Well, I loved it, and I pored over it for months. By that time, the book was three or four years old, and I pestered my dad for a new one, with updated records. The book would become The Guinness Book of World Records, but it wasn’t yet, and there weren’t new editions every year. Oh how I loved reading about the largest multiple birth, maximum number of fingers and toes, largest human, smallest human. Yes, it was gruesome in spots. A little like Ripley’s Believe It Or Not. I was less interested in superlatives in the inanimate world, like the longest road, or bridge, or whatever. Contests were okay, like longest beard or fingernails, because that had the aura of the crazy and grotesque about it. I don’t recall if they had categories like “longest egg toss” or “youngest person to bicycle around the world,” but for some reason, I was least impressed by anything you had to really try for and put a lot of effort into. I liked the naturally weird, not so much the unnaturally difficult.
I was always attracted to oddness, because although I looked normal on the outside, I felt quite different on the inside.
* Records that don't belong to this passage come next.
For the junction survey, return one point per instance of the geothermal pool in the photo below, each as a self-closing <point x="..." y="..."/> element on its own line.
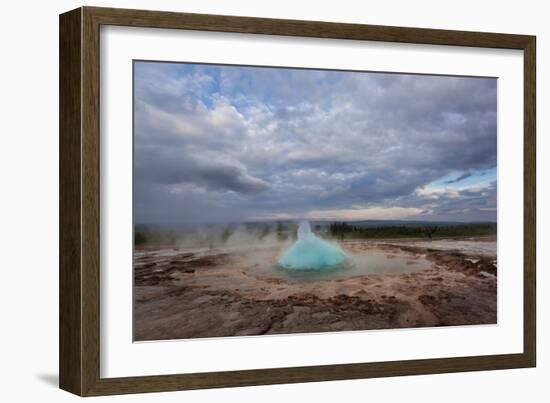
<point x="235" y="291"/>
<point x="373" y="261"/>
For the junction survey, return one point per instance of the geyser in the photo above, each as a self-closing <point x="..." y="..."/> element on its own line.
<point x="311" y="252"/>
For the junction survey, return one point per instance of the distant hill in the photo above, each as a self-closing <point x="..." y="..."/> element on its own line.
<point x="398" y="223"/>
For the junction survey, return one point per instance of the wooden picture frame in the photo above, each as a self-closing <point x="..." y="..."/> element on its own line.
<point x="79" y="349"/>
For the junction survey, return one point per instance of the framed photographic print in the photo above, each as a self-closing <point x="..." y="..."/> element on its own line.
<point x="249" y="201"/>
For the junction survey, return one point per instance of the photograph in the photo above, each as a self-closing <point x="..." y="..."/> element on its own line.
<point x="272" y="200"/>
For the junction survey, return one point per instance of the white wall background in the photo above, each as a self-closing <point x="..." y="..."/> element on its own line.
<point x="29" y="202"/>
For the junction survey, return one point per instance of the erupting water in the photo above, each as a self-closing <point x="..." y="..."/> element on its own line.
<point x="311" y="252"/>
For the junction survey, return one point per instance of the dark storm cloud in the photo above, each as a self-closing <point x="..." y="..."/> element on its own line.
<point x="263" y="142"/>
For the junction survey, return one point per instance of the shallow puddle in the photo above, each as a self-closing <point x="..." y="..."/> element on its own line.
<point x="373" y="261"/>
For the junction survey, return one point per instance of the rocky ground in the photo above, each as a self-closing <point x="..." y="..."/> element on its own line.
<point x="232" y="292"/>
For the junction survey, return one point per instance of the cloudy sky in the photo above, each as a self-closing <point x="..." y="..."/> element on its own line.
<point x="231" y="143"/>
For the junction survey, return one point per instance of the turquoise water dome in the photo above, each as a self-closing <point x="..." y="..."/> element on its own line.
<point x="311" y="252"/>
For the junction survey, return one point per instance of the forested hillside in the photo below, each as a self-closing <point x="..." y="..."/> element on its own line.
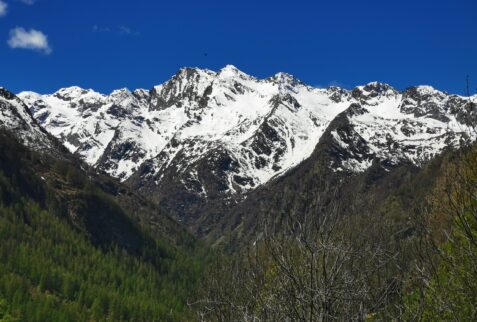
<point x="404" y="250"/>
<point x="73" y="254"/>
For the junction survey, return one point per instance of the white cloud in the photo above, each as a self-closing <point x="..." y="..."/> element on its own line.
<point x="3" y="8"/>
<point x="124" y="30"/>
<point x="31" y="39"/>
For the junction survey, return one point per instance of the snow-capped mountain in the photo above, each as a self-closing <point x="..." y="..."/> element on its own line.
<point x="16" y="118"/>
<point x="205" y="135"/>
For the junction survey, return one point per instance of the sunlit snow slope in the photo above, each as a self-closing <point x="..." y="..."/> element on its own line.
<point x="225" y="133"/>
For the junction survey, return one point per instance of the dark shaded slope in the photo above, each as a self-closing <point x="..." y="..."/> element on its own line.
<point x="385" y="193"/>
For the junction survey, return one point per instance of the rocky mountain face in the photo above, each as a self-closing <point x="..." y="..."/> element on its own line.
<point x="206" y="139"/>
<point x="17" y="118"/>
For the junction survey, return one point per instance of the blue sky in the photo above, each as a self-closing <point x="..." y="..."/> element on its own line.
<point x="104" y="45"/>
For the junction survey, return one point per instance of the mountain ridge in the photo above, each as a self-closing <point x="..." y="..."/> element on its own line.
<point x="203" y="136"/>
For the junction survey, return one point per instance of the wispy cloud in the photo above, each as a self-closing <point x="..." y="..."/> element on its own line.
<point x="121" y="30"/>
<point x="97" y="28"/>
<point x="128" y="31"/>
<point x="3" y="8"/>
<point x="28" y="2"/>
<point x="29" y="39"/>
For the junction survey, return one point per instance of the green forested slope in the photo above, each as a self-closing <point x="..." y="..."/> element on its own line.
<point x="73" y="254"/>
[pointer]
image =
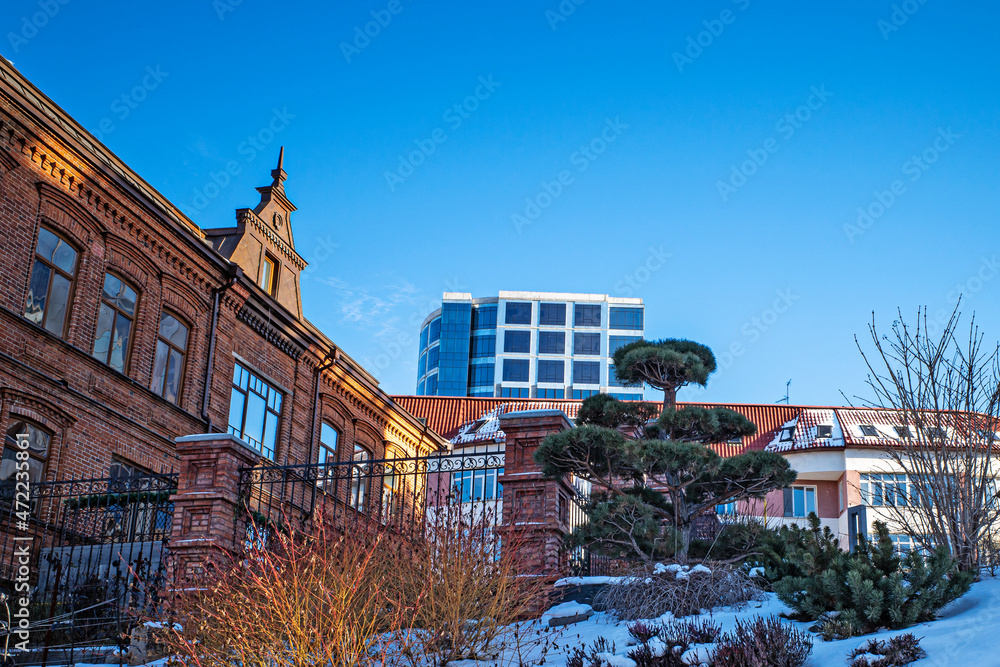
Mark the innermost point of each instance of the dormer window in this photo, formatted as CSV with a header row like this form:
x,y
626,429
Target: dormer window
x,y
269,274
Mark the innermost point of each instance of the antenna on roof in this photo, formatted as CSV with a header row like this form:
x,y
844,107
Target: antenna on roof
x,y
785,399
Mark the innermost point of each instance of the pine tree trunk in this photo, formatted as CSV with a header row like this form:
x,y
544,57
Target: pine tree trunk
x,y
681,554
669,397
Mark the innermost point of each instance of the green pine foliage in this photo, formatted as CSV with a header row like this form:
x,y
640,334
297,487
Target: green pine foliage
x,y
866,590
654,475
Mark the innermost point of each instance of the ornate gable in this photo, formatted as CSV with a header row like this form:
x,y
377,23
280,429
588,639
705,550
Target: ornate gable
x,y
262,243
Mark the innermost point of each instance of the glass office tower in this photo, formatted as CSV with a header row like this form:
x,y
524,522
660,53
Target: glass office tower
x,y
526,345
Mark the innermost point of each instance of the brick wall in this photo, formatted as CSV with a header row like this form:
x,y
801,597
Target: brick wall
x,y
53,174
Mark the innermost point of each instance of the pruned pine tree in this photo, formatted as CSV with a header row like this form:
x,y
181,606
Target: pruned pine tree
x,y
653,479
945,391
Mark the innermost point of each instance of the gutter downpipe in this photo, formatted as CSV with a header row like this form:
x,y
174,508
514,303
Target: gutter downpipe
x,y
217,293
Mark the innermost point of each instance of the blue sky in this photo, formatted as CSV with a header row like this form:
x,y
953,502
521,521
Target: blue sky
x,y
739,138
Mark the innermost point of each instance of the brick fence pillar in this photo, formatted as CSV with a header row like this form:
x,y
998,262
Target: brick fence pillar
x,y
205,505
533,505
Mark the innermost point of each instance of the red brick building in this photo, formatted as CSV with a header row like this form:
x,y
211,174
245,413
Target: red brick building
x,y
124,324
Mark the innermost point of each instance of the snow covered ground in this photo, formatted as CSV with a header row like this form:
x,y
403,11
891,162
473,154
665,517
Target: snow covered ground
x,y
966,634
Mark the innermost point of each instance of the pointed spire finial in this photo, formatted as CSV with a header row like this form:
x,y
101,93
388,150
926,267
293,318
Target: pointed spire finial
x,y
279,174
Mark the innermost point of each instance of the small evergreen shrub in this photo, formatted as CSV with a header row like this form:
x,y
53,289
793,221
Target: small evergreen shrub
x,y
858,593
896,652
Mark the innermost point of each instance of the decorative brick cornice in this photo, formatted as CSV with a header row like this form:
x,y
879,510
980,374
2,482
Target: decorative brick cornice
x,y
17,401
8,161
247,216
268,333
68,186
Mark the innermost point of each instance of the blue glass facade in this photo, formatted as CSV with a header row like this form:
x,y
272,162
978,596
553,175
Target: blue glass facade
x,y
526,344
456,323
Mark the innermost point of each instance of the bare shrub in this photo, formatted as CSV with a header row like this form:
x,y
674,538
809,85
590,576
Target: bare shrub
x,y
306,600
364,595
763,641
652,592
471,591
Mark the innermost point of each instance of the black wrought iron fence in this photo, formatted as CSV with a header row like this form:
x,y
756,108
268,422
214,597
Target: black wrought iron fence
x,y
583,560
400,494
95,559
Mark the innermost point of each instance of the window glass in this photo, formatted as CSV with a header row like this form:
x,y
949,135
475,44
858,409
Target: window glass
x,y
515,370
481,375
518,313
587,315
112,340
625,318
551,342
517,341
477,485
483,346
360,472
35,441
586,343
800,501
586,372
50,284
625,397
168,363
615,342
254,409
550,370
484,317
552,314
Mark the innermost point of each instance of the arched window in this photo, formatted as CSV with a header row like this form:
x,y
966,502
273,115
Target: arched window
x,y
392,481
360,474
24,436
328,437
171,353
51,286
115,323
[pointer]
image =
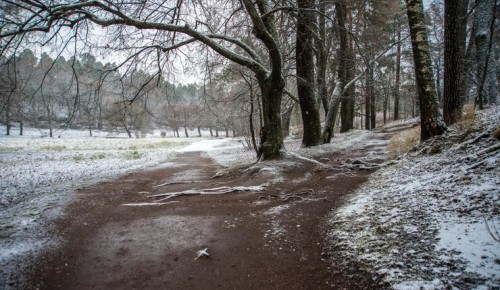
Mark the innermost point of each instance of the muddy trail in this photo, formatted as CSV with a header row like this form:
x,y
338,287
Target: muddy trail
x,y
118,235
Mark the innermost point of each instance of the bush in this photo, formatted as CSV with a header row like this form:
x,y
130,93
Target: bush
x,y
403,142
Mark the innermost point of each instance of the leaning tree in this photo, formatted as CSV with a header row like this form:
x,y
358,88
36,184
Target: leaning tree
x,y
151,32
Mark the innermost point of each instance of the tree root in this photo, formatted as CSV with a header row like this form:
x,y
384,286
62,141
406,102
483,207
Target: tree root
x,y
208,191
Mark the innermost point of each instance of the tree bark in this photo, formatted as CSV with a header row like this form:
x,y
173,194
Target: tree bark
x,y
431,121
370,98
322,48
398,73
455,14
285,120
304,55
486,67
345,55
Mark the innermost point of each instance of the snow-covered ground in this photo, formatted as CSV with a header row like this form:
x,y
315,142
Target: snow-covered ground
x,y
37,172
430,221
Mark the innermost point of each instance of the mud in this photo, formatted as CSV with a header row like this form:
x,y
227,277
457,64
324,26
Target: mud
x,y
256,240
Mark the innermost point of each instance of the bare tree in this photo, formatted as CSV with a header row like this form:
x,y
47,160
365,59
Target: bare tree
x,y
431,121
455,33
154,31
306,30
484,26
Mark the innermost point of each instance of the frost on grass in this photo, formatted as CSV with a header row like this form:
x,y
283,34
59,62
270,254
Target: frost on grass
x,y
36,173
431,220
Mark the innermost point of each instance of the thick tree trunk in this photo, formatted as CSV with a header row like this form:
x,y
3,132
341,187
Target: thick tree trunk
x,y
285,120
250,121
345,56
322,49
306,23
271,135
486,67
271,83
431,121
454,51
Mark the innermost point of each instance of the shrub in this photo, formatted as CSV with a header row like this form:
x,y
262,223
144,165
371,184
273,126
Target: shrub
x,y
403,142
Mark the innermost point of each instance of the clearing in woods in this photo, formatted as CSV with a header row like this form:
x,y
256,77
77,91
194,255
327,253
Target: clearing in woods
x,y
145,230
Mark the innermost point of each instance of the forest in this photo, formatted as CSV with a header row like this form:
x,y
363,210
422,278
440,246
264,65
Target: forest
x,y
370,133
326,65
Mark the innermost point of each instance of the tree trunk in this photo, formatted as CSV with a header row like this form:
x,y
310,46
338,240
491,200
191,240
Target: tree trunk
x,y
285,120
322,49
373,113
370,98
386,98
431,121
271,135
333,107
486,67
455,22
7,116
346,101
250,121
304,49
398,73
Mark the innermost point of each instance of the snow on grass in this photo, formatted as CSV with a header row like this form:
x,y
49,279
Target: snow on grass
x,y
36,173
431,220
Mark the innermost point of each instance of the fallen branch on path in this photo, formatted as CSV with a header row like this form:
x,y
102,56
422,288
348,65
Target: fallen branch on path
x,y
209,191
290,196
148,203
361,165
173,183
322,165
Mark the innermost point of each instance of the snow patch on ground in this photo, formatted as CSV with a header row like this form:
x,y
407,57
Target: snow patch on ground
x,y
430,221
36,173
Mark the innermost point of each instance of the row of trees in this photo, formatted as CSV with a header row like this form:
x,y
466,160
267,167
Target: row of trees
x,y
262,57
84,93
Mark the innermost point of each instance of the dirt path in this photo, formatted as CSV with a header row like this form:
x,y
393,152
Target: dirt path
x,y
256,240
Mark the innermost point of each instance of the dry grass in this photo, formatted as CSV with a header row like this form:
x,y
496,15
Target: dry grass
x,y
469,117
403,142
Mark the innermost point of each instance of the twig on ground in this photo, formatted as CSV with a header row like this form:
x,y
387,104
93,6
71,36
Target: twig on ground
x,y
173,183
209,191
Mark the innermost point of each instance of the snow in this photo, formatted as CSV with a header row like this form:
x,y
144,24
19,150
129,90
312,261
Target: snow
x,y
430,221
37,173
I knew from an early age that I was something of an odd duck, and so I searched the world (via the Guinness Book of Superlatives) for confirmation that my peculiarities weren’t that odd after all.
As a young child, I didn’t know it wasn’t unusual to be weird only on the inside. I thought I was the only one in the world. I thought you at least had to dress differently, as the beatniks did, in order to be different. I learned in adolescence and young adulthood that internal weirdness is a human trait waiting to be discovered in everyone.
When I was in my early twenties, a friend told me her boss’s husband had died in a car crash. The boss was doing okay, my friend said, in part because she believed the violence of her husband’s death would cause him to be catapulted into a higher spiritual realm. I laughed out loud, then clapped my hand over my mouth. “I’m sorry,” I said, “but what an amazing thing to believe!”
By my laughter I did not mean I looked down on her boss for that belief. I meant I was amazed and somewhat delighted by the it; I had never thought of the possibility that an accidental, violent death could improve the quality of your afterlife. Who knew, maybe it was true. Considering all the violent ways there are to die, it seemed like good cosmic justice. The truth/untruth of the belief was irrelevant; either way, it was an expression of faith I felt needed to exist. I appreciated her having the belief.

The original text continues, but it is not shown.